I’d carried it up the hill for half an hour, slip for two minutes, fall five times. So I wanted in the ski lift. Let me go up to the top of the slope! Let me have what all the other children have! Except they didn’t have a chairlift. They only had a T-bar lift, similar to a poma/button/drag lift.

Those people asked me if I had ever been on a T-bar lift. I told them no. They said it’s not recommended. I insisted. They said they would help me. That I have to tuck the bar in between my legs. That’s what I’m good at! That if I have a fellow skier, it’s even better. I did.

We sat down nicely to take our turn. It arrived. We fell spectacularly. Both of us. Under the panicked eyes of those handling the lift.

When that cable stretched and pulled me, I didn’t even know what had happened to me. A second later, we were both down with our legs up. Actually, my legs were on the side cause they were stuck in the snowboard. I was dragged from under the installation like a pie from the oven because I couldn’t stop laughing. But my ass did not agree.

Eh, then let’s go to a slope where they have a chairlift, I say. Let’s go. And so we went. I didn’t fall off the chairlift. I went up and down gracefully a few times. I fell with the same grace, but I was already an expert. My ass was happy too. Except for a more difficult part of the slope, where I hit him every time. In the evening, it began to freeze under the snow. When I got to that part of the slope, I stopped, too afraid to go down. I did some tricks until I was trapped like a mermaid in the safety net on edge, from where I was afraid to detach myself. I was not alone. Two more brave people joined me. We were shaking and laughing at each other, on our stomachs, holding on to the net with all our courage. Someone saved them. I was saved by my skier, who was laughing with tears.

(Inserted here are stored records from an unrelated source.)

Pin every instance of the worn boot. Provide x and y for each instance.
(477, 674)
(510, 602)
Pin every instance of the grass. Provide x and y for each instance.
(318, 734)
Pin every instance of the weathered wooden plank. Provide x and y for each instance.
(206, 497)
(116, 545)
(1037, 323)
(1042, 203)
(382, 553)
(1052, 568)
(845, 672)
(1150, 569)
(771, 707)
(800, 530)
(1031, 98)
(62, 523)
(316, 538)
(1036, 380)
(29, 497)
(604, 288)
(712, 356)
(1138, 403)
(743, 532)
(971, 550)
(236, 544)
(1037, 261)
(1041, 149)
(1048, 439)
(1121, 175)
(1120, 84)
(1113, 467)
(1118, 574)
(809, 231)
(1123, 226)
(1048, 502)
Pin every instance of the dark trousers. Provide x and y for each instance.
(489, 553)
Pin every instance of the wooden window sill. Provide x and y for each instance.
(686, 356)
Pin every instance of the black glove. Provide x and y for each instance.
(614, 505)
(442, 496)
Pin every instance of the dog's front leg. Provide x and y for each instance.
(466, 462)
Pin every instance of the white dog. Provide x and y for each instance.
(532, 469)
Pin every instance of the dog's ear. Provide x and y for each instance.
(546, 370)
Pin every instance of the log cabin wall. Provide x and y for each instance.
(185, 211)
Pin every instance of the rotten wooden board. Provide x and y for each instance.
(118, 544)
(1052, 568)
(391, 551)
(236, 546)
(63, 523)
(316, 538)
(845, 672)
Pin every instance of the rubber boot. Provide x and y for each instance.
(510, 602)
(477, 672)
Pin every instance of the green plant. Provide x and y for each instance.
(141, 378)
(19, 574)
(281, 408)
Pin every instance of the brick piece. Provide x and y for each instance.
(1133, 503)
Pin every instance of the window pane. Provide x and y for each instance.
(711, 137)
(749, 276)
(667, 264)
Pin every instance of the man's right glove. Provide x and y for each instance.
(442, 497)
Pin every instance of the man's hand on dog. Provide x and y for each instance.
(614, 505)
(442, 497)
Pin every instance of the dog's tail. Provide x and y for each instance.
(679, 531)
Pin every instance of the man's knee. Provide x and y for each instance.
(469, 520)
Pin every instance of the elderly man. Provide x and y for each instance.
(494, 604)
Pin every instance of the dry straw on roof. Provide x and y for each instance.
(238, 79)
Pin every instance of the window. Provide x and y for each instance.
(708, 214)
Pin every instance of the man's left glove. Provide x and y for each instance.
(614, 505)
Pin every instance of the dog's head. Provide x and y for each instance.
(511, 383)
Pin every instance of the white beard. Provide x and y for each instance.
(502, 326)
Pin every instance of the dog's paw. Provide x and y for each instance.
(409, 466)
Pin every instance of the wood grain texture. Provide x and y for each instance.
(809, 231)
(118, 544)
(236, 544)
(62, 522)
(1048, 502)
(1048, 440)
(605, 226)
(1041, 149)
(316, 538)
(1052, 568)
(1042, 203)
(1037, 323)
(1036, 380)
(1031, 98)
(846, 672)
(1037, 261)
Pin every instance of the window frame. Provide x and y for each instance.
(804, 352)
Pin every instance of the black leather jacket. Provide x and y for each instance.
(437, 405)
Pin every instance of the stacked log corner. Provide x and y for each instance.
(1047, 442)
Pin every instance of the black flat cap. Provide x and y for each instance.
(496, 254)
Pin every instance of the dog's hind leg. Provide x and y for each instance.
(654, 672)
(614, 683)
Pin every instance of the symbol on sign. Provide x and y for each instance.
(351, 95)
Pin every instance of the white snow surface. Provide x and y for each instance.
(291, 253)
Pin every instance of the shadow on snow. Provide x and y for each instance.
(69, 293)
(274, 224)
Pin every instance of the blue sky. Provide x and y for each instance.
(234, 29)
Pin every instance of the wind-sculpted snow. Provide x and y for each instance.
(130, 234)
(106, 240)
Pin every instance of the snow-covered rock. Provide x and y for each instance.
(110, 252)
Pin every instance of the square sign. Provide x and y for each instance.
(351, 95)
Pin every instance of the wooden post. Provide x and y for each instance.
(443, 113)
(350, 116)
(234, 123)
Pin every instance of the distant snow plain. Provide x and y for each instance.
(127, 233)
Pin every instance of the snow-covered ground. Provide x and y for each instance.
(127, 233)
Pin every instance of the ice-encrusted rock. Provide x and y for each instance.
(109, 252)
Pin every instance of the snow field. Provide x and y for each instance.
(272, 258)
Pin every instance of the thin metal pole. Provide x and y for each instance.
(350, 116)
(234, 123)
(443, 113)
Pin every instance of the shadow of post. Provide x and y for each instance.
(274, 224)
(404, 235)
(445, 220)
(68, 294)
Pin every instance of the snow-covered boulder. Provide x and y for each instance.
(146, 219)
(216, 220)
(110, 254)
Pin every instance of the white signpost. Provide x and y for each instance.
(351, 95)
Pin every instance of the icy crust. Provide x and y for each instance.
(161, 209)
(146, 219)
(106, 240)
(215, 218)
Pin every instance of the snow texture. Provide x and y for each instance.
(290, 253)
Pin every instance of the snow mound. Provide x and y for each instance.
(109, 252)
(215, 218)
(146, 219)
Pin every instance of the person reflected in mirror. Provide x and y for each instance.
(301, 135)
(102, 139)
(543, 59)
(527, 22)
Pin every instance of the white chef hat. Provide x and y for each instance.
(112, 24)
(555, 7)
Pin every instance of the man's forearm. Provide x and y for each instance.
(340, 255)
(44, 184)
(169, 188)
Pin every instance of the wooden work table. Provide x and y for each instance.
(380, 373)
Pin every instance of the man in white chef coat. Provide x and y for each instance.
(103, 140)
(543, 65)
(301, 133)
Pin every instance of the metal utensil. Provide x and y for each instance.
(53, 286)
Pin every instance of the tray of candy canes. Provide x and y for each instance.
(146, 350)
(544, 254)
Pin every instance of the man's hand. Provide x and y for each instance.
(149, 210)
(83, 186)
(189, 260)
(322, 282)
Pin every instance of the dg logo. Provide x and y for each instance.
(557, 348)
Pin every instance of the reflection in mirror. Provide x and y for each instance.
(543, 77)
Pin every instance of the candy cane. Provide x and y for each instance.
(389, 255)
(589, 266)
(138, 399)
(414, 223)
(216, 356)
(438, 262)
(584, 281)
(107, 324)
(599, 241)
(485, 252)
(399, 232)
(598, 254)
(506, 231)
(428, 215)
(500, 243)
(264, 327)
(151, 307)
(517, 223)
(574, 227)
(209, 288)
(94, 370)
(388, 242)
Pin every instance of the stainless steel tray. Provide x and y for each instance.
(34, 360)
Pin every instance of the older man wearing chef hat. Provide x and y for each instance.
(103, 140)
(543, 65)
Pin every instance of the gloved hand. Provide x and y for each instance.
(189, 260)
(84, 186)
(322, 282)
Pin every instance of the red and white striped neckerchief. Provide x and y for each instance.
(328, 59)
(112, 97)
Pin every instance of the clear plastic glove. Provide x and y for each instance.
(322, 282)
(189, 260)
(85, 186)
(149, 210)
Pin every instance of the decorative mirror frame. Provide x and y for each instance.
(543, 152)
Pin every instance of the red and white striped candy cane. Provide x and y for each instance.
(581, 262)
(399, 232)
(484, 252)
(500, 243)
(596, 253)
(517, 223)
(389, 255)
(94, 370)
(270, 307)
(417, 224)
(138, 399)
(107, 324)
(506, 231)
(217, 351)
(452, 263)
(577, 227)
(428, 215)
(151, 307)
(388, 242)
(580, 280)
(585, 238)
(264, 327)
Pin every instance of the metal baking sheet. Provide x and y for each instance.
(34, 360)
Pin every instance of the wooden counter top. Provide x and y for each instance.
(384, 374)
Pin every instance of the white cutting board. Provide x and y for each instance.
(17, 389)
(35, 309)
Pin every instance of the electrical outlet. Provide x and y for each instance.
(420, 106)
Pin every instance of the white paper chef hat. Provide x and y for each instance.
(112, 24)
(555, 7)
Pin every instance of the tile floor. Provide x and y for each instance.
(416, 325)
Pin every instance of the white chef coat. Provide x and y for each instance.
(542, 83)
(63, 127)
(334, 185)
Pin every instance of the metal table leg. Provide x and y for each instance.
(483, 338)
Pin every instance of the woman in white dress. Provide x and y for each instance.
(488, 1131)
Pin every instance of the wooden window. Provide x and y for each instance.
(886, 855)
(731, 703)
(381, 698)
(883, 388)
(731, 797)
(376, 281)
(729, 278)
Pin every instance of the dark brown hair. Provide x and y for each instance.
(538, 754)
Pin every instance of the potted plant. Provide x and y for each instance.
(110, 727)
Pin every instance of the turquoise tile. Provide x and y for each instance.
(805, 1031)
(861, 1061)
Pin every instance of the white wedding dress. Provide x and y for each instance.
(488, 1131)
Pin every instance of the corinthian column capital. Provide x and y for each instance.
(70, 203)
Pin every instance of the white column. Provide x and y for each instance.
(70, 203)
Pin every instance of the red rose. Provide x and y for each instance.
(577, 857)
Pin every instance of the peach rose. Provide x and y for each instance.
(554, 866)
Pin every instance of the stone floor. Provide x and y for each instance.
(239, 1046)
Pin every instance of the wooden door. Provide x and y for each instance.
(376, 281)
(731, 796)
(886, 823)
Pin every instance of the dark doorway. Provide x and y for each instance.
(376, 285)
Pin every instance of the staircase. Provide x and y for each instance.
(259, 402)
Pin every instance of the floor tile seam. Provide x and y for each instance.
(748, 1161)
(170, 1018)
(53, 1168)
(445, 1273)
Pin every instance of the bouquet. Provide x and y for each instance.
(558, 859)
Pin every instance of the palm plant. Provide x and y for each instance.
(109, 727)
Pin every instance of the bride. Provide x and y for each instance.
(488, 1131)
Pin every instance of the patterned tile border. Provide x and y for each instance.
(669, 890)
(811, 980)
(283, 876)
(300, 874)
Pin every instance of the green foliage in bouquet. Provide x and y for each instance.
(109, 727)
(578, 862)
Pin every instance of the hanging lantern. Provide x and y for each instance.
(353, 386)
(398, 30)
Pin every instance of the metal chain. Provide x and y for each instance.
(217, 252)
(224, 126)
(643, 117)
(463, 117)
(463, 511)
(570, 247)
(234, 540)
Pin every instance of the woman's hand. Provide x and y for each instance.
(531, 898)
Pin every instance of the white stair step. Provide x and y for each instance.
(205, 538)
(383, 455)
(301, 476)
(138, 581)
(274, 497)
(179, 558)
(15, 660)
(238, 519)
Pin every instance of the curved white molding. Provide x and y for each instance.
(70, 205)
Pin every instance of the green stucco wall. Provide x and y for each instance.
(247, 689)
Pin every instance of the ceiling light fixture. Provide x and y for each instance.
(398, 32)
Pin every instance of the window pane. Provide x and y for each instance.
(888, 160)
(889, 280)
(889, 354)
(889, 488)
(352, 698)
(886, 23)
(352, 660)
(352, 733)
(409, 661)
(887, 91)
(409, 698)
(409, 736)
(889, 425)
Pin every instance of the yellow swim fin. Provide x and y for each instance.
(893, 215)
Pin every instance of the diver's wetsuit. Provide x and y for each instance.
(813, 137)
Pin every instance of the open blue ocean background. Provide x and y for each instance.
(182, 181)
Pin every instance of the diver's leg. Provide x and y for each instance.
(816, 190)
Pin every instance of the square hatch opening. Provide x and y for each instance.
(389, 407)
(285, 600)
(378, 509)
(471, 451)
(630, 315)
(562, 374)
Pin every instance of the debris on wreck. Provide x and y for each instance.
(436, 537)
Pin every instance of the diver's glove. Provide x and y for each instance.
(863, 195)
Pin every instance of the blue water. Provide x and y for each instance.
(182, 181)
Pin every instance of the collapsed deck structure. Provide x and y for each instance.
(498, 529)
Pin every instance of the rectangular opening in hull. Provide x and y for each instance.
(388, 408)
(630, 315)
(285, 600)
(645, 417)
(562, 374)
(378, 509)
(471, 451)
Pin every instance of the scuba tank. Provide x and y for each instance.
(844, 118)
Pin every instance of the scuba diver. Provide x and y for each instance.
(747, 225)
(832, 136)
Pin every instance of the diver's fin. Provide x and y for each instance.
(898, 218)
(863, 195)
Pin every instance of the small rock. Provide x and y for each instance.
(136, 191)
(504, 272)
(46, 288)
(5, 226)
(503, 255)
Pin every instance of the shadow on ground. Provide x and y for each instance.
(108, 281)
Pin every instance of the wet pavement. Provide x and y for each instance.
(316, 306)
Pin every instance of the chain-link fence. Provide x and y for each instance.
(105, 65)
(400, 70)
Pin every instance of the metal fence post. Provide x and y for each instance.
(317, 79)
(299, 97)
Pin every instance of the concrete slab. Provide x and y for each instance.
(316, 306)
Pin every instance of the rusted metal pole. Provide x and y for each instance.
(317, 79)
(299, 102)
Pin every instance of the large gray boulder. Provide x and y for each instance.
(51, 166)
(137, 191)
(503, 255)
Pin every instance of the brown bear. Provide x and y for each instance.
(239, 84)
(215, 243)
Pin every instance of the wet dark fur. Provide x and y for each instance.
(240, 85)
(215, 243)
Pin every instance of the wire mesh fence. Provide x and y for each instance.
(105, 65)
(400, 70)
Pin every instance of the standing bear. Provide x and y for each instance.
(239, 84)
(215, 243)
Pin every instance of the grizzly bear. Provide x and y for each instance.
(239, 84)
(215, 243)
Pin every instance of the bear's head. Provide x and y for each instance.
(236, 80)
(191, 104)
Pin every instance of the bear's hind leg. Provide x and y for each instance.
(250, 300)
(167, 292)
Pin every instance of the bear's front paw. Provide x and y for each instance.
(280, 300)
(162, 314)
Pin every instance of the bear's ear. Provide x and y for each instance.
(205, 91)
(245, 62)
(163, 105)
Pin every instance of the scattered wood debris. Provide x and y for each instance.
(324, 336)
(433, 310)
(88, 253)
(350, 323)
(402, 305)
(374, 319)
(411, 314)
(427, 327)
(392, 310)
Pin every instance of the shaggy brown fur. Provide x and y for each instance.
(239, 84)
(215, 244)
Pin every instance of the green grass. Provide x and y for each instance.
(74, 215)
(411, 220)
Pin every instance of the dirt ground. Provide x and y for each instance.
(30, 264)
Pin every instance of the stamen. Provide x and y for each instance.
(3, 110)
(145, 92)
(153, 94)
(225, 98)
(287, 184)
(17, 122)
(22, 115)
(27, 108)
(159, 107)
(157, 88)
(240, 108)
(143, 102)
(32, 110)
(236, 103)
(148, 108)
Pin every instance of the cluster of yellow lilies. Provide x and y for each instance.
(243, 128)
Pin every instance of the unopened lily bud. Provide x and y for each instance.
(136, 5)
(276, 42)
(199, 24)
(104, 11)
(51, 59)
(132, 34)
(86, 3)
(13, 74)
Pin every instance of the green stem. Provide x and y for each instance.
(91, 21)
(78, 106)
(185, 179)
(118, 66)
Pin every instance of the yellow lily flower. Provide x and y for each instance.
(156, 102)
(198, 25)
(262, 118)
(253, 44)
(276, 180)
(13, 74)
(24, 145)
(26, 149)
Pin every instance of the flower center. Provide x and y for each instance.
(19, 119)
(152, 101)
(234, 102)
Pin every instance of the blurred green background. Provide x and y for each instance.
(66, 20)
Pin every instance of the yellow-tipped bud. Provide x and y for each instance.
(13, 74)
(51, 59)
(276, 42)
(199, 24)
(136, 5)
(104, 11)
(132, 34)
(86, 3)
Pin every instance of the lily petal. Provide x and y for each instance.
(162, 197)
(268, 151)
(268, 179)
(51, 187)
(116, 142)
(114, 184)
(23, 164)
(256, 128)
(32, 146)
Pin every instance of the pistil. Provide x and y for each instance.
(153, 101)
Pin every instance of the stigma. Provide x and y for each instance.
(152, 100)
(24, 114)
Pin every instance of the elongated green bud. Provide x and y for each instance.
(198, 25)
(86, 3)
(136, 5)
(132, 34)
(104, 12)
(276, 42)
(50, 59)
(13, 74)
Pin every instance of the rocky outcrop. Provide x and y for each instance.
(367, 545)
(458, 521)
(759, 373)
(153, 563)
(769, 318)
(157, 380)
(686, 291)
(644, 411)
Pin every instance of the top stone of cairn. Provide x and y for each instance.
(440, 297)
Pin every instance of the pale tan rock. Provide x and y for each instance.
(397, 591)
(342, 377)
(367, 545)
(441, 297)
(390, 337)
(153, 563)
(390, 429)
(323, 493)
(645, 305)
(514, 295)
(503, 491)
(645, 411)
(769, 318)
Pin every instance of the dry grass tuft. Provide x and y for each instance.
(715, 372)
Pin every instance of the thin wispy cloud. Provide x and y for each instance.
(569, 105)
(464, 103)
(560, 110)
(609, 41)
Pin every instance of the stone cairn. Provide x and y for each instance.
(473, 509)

But I’m a perseverant person. Once again, I say. I fell so hard, this time on my face, not my back. It’s pretty hard to fall with the snowboard on your face. I succeeded. So much that my hat flew off my head, and snout flew out of my nose. Literally. So hard that I couldn’t turn myself from side to side in bed for two days. Luckily I could turn the pages of the books. The skier was flipping me from one side to another when he came back from the slope. It’s good to have a skier.

The next time I went skiing, I decided that I felt sorry for my ass and that I wanted to keep my fluids in my nose, not in the snow, so I took an instructor. And the man taught me some things. I didn’t know most of them from Youtube. And the people on Youtube don’t tell you the connection between snowboarding and life.

When that man said to me, “Look where you want to go, don’t look at your feet, don’t look at the board! Look where you want to go, put your weight on that leg, and your body will take you there… ”… Man, and there was light!